During the 1950s Burke was big in trucking illegally imported cigarettes from the Carolinas and untaxed liquor from Native American reservations. Burke also pulled his fair share of hijackings from trucks leaving JFK International Airport in Queens. He was also an above average truck hijacker, or, in some cases, bribing hundreds of truck drivers with a cash payment or cut on the take from the loot stolen from the back of the truck. By the 1970s Burke was a big wheel in loansharking, cargo thief, counterfeiting, bookmaking and fencing stolen goods. He also owned a portion of the notorious Roberts Lounge bar in Ozone Park, Queens, which was frequented by most of New York’s underworld. In the mid-1970s Burke was convicted, (along with Irish-Italian gangster Henry Hill) on loansharking and assault charge and did a 5 year term in Atlanta Federal Prison. Here, he celled with Steven "Stacks" Edward, an African-American hood who specialized in credit card fraud and Thomas DeSimone.
On December 11, 1978, working with the approval of Lucchese family Capo Paulie Vario, Burke, Edward, Tommy DeSimone and others robbed Lufthansa Airlines storehouse of $6 million in U.S. dollars and an additional $4 million in other currency and jewelry. Very little of it was ever recovered. Burke’s take was estimated at $2 million dollars plus. Another 2 million is believed to have gone to Paulie Vario, with another 2 million going to Lucchese Boss, Tony Ducks Corallo.
By 1979, all members of the gang were killed.

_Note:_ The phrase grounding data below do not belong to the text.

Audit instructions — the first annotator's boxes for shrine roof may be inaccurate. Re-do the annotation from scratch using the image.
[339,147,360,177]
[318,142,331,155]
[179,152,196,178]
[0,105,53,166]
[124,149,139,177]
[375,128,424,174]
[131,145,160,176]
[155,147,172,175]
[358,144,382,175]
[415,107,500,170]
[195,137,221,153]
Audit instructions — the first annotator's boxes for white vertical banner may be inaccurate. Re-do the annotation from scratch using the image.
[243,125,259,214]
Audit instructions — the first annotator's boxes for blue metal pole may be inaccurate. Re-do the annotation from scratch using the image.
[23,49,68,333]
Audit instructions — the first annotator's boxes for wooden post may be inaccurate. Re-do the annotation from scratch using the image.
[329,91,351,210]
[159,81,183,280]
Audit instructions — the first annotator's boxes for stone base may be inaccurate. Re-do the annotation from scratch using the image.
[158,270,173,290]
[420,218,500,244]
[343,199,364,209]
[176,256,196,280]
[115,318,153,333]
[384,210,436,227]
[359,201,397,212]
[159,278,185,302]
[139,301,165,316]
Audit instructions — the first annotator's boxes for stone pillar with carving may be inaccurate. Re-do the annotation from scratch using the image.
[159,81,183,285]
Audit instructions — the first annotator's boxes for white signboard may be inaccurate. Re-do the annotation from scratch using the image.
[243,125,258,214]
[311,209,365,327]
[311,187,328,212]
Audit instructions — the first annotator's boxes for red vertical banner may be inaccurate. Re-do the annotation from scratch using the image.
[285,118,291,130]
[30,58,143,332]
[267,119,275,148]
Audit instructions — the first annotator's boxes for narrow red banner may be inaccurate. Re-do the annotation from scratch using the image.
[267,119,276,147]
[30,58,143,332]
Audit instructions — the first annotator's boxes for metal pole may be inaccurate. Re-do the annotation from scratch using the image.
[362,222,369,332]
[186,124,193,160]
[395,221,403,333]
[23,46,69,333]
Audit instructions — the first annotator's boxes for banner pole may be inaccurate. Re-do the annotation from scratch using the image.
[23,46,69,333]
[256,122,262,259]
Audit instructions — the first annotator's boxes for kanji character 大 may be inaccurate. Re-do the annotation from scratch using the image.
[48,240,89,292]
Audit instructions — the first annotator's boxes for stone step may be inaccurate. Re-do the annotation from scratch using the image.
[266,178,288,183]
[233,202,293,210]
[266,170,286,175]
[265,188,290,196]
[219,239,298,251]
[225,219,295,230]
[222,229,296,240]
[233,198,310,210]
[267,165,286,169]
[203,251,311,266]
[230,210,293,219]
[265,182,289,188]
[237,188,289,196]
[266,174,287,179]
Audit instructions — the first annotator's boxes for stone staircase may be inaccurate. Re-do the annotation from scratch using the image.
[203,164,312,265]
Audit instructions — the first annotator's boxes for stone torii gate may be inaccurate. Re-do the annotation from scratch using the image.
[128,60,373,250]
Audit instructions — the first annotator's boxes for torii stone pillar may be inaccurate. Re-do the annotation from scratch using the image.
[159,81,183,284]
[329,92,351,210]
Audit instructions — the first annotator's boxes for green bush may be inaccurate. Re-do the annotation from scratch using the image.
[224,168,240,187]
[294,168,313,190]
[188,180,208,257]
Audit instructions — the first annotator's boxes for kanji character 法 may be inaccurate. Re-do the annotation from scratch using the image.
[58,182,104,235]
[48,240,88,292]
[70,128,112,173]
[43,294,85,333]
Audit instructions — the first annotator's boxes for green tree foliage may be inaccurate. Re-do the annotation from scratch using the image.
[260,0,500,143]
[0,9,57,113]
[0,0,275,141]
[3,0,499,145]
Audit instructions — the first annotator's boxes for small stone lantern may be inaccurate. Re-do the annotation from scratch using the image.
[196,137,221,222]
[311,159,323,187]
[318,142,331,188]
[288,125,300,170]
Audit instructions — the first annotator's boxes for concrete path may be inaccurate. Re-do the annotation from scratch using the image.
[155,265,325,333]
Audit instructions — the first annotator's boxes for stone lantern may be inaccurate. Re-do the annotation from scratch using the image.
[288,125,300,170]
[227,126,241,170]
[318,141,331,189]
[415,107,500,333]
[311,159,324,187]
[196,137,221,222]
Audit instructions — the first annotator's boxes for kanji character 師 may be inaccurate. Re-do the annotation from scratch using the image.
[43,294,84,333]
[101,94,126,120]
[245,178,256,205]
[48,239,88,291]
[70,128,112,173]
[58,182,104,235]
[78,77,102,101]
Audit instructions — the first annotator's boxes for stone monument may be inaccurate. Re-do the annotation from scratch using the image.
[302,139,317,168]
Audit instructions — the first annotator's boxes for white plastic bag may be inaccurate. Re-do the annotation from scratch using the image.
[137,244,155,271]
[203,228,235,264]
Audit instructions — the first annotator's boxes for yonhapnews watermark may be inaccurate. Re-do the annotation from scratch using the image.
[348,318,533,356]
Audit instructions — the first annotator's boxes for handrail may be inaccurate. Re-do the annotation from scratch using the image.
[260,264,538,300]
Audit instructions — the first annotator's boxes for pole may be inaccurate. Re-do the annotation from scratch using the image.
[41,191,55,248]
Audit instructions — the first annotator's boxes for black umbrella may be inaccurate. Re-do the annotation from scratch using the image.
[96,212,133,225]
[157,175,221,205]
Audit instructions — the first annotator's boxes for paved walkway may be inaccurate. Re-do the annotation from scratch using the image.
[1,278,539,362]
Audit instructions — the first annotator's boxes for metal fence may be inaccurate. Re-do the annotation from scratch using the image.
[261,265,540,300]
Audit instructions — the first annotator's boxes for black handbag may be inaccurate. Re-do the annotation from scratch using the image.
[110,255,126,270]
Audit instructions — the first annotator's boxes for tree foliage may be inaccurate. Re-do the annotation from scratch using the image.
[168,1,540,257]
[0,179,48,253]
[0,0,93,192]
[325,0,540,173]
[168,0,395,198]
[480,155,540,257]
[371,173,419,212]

Theresa Ferrara, who had worked as an FBI informant was found dismembered, Stacks Edwards, was shot to death. Four others were murdered as well. The FBI suspects that Burke either ordered or carried out all of the killings, except Tommy DeSimone’s, who was killed at the request of John Gotti for an unrelated incident. Burke was indicted in 1980 and convicted, on testimony of Henry Hill and others, in a point shaving scam involving Boston College. He died in 1996 at an upstate New York minimum security prison from lung cancer.